To display the job ID and the working directory where a current job was submitted:

squeue -u <username> -o "%A %Z"

squeue has many other useful options, complete details can be found running squeue --help, man squeue. For example the following command will display details about each queued job, sorted by priority:

 squeue -o "%.12Q %.10i %.8j %.8u %.15a %.12l %.19S %.4D %.4C %.12v %r" --state=PD -S "-p" 
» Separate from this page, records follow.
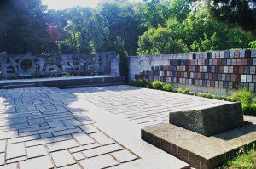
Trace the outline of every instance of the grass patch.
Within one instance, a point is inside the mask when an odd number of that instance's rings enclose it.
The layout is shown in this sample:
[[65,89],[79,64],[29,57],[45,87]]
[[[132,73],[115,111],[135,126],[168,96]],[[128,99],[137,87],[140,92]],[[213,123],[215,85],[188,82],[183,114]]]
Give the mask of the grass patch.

The “START_TIME” given by squeue is an estimate by the scheduler, based on the current jobs in the queue. The addition of new high-priority jobs or jobs ending earlier than expected alter this time, therefore this estimated start time is extremely unreliable.

Job reason codes

Code Meaning
InvalidQoS The job's QoS is invalid (does not exist).
QoSNotAllowed The job is not allowed to run on that QoS.
PartitionConfig The job has requirements not fulfilled on that Partition
PartitionNodeLimit The number of nodes required by this job is outside of it's partitions current limits. Can also indicate that required nodes are DOWN or DRAINED.
PartitionTimeLimit The job's time limit exceeds it's partition's current time limit.
Priority One or more higher priority jobs exist for this partition or advanced reservation.
QoSJobLimit The job's QoS has reached its maximum job count.
QoSResourceLimit The job's QoS has reached some resource limit.
QoSTimeLimit The job's QoS has reached its time limit.
QoSGrpNodeLimit The job's QoS has reached the maximum number of nodes. No free nodes are available within this QoS.
QoSGrpCpuLimit The job's QoS has reached the maximum number of available CPUs. No free CPUs are available within this QoS.
QoSGrpGRES The job's QoS has reached the maximum number of available GPUs. No free GPUs are available within this QoS.
QoSMaxNodePerUserLimit The maximum number of nodes allowed per user has been reached in that QoS. No free nodes are available for the user.
JpbArrayTaskLimit The maximum number of set tasks in an array job already run
Resources The job is waiting for resources to become available
JobHeldUser The job has been blocked from running by the user
JobHeldAdmin The job has been blocked from running by an admin
Dependency The job is waiting for another job to finish (setup by the user that way)
None There are so many jobs waiting that the requested job cannot even get a priority.

scontrol

scontrol can be used to obtain detailed information for a job:

scontrol show job <jobid>

sinfo

sinfo allows to get partition status and node information:

sinfo --partition=zen2_0256_a40x2

To see all the available partitions run sinfo -o %P

Cancel a job

To cancel a job, use scancel

scancel <jobid>

lastjobs

The command lastjobs is a wrapper around sacct that displays by default the last 10 submitted jobs in the last month. Run lastjobs -h for more details.

node status

Once a node has been assigned for a job by Slurm, one can ssh into the node and observe the node activity visually by the htop command. Say for example n3504-05 is occupied, then,

[...@... ~]$ssh n3504-05
[...@... ~]$htop